Cabe destacar que, nas últimas semanas, o presidente do Banco Central (BC), tem lançado uma série de alertas para o futuro ministro da Fazenda, Fernando Haddad, e o presidente indicado para o Banco Nacional de Desenvolvimento Econômico e Social (BNDES), Aloizio Mercadante. Há uma preocupação com a reedição da política de estímulo ao crédito com taxas subsidiadas e que pode alterar o curso da política monetária do BC, levando a maiores apertos dos juros.
Destacando também a agenda dos próximos meses, que envolve eleição para a presidência da Câmara e Senado, Franco avalia que vive-se um clima de parlamentarismo, tendo em vista a difícil construção política que o novo presidente precisará empreender. Isso ainda mais considerando que a atual legislatura se despediu dezembro, quando começa o recesso parlamentar, e é outro o Congresso que retoma os trabalhos legislativos em fevereiro.
Nesse intervalo, o presidente eleito forma seu ministério, passa a PEC para viabilizar um orçamento, forma uma “base” e participa da eleição dos presidentes das duas casas.

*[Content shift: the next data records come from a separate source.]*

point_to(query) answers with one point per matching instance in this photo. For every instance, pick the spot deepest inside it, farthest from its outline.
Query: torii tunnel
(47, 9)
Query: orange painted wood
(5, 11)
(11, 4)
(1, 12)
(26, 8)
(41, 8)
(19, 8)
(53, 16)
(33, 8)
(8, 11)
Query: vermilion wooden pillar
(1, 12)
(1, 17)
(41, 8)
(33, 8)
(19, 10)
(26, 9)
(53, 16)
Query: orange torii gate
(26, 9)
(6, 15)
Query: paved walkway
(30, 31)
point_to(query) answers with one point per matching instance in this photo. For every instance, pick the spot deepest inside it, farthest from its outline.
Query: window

“O assunto da governabilidade tem sido suscitado frequentemente, e preocupa pois foi o principal álibi para o festival de irresponsabilidade fiscal do qual resultou a hiperinflação. Não há dúvida de que esse risco é percebido em Brasília, e que os temores que evoca servem para ordenar os debates fiscais”, avalia.
Assim, Franco aponta que a sensação de gastança trazida pela nova PEC tem sido temperada pelo medo das consequências da irresponsabilidade fiscal. “As experiências da hiperinflação, dos congelamentos fracassados, do sucesso do Plano Real, bem como do fracasso da heterodoxia de [ex-presidente] Dilma Rousseff estão muito claras na mente das pessoas. É tolo colocar a culpa nos mercados financeiros. O cuidado com o tema da responsabilidade fiscal e o temor de uma repetição das heterodoxias do passada não são devaneios de operadores de mercado, mas preocupações muito concretas que vão muito além da Faria Lima”, afirma.

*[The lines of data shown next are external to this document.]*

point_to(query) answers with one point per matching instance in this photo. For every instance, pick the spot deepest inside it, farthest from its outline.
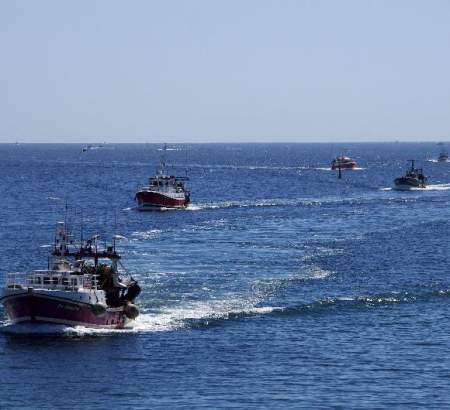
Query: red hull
(349, 165)
(150, 199)
(46, 309)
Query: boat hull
(37, 308)
(349, 165)
(149, 200)
(404, 183)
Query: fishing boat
(163, 191)
(443, 157)
(414, 178)
(82, 286)
(343, 162)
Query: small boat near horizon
(163, 191)
(443, 157)
(82, 286)
(414, 178)
(343, 162)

Franco também aponta o abandono tácito e incontroverso do conceito de “Posto Ipiranga”, termo usado por Jair Bolsonaro para se referir ao atual ministro da Economia Paulo Guedes, com o retorno no próximo governo do desenho clássico dos ministérios econômicos, ou seja, a divisão do atual ministério da Economia em seus componentes anteriores.
“Foi natural que Lula retroagisse ao desenho original, inclusive para não sobrecarregar o titular e dispor de outros cargos para acomodar aliados e materializar a ideia de coalizão”, aponta, uma vez que houve a ideia de que a vitória do petista foi resultado da formação de uma frente ampla e que essa multiplicidade há de se expressar nos ministérios. Para ministro da Fazenda, o escolhido foi Fernando Haddad, enquanto ainda há indefinição para o Planejamento.

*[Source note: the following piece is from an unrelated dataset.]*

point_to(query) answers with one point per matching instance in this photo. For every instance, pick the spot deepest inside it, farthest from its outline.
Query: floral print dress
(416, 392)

Para o economista, resta ver, todavia, se o novo governo determinará alterações relevantes nos colegiados cruciais para o andamento das políticas macro, notadamente o CMN (Conselho Monetário Nacional) e o Copom (Comitê de Política Monetária). “O primeiro terá de ser alterado, no mínimo para acomodar o ministério do planejamento, que ali teve assento desde o início do Plano Real até a criação do Ministério da Economia por Jair Bolsonaro. Pode haver mais alterações: em seus piores momentos, o CMN chegou a ter mais de 20 membros, parecendo uma câmara setorial da moeda, uma fórmula que contava com a simpatia do petismo”, afirma.
Como o relatório dos grupos de transição já fala na recriação do Conselho Nacional de Desenvolvimento Econômico Social – CDES, conhecido como “Conselhão”, teme-se que o assembleísmo possa contaminar o CMN desarrumando os delicados mecanismos decisórios da área econômica, afirma.
Franco lembra que o Copom é a diretoria do Banco Central em seção especial, “aspecto essencial para a independência da instituição”. É antiga a ideia de introduzir outros membros nesse colegiado, tornando-o semelhante, por exemplo, ou mesmo idêntico à COMOC (Comissão Técnica da Moeda e do Crédito, órgão do CMN), mas essa ideia nunca prosperou. “Será problemático se o novo governo mexer no desenho desses colegiados”, afirma.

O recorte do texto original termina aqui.